Die Ich-Erzählerin und junge Mutter von Tochter Paula steckt in einer kaputten Ehe mit einem selbstverliebten Generalmusikdirektor, putzt sich zwanghaft die Zerrissenheit vom Leib und besucht wöchentlich eine Psychoanalytikerin, als sie im Literaturinstitut auf ihren 19 Jahre älteren Dozenten Tosch und ihre große Liebe trifft – auch er steckt in einer unglücklichen Beziehung und beide erleben ein sexuelles Erwachen, das Oskamp eindringlich schildert. Auch intellektuell inspirieren sich die beiden, tauschen sich tiefgehend über Literatur und das Schreiben aus, beschließen einen Zumutungspakt und verbringen von nun an ihr Leben mit „Sex und Text“ am Wochenende zusammen. Doch Tosch ist nicht nur wichtiger Mentor und Lektor, er ist auch freiheitsliebend, hat dominante Seiten und erkrankt später schwer an Prostatakrebs – ein noch stärkeres Ungleichgewicht entsteht, als Oskamp mehr und mehr zur Pflegerin ihres Mannes wird und sich selbst verliert.

Die Krankheit und ihre Auswirkungen auf den Alltag seziert Oskamp unbeschönigt sowie en détail und mutet ihren Leser*innen dabei viel zu – auf der anderen Seite versteht sie es auch, Humor sowie Lebensweisheit miteinzubinden und den Text flüssig-unterhaltsam zu halten.
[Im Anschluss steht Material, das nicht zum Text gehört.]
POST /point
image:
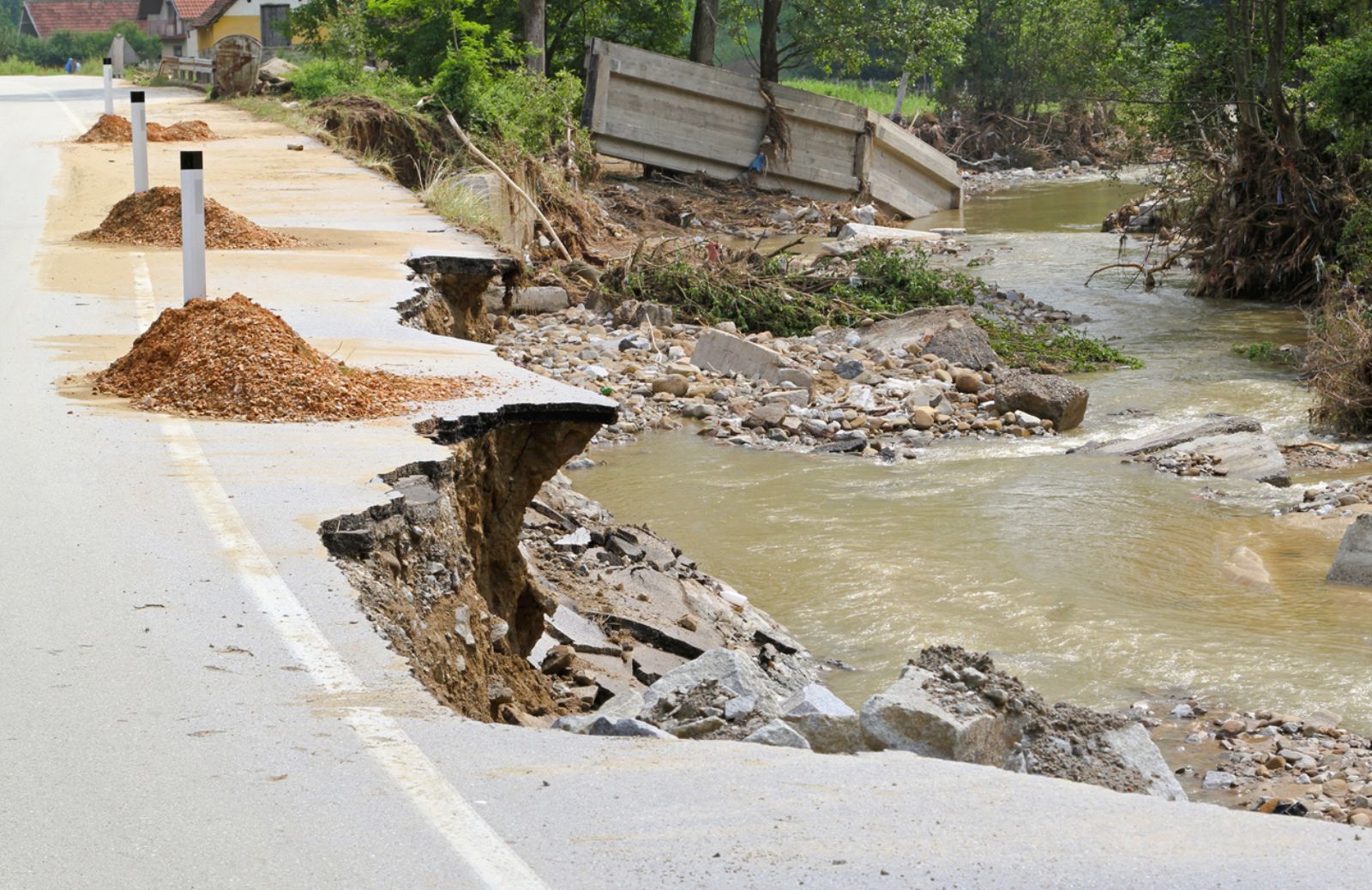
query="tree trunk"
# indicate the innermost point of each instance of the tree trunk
(900, 96)
(703, 32)
(535, 18)
(1289, 135)
(770, 57)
Bewegend erzählt sie von ihrem persönlichen Wendepunkt, als das pendelnde Dreieck Mutterschaft, Schreiben und Liebe langsam in sich zusammenbricht: Paula geht selbstständig ihren Weg und eine tiefe Schreibblockade taucht auf. Oskamp wird Fußpflegerin in Berlin, schreibt bittersüße Kolumnen über ihre Kundschaft und legt den Startschuss für ihren späteren erfolgreichen Roman „Marzahn, mon amour“.
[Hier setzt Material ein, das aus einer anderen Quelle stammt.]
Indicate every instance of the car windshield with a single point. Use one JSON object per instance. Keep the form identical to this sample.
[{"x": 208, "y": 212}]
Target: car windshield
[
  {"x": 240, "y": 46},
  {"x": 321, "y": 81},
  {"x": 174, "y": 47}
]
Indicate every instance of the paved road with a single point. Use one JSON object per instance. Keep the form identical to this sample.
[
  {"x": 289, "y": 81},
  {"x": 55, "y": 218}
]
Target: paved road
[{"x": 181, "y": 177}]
Das Aufflammen und Abbrennen einer großen Liebe, eine lebensbedrohliche Krankheit mit ihren Zumutungen, der Weg einer unterwürfigen Frau zur selbstbewussten Schriftstellerin – ergreifend, selbstironisch und mit viel mutig-explizitem Klartext, der unter die Haut geht, stülpt Katja Oskamp offenherzig ihr Innerstes nach Außen und erzeugt viele intensive, lebensnahe Momente, die länger in Erinnerung bleiben.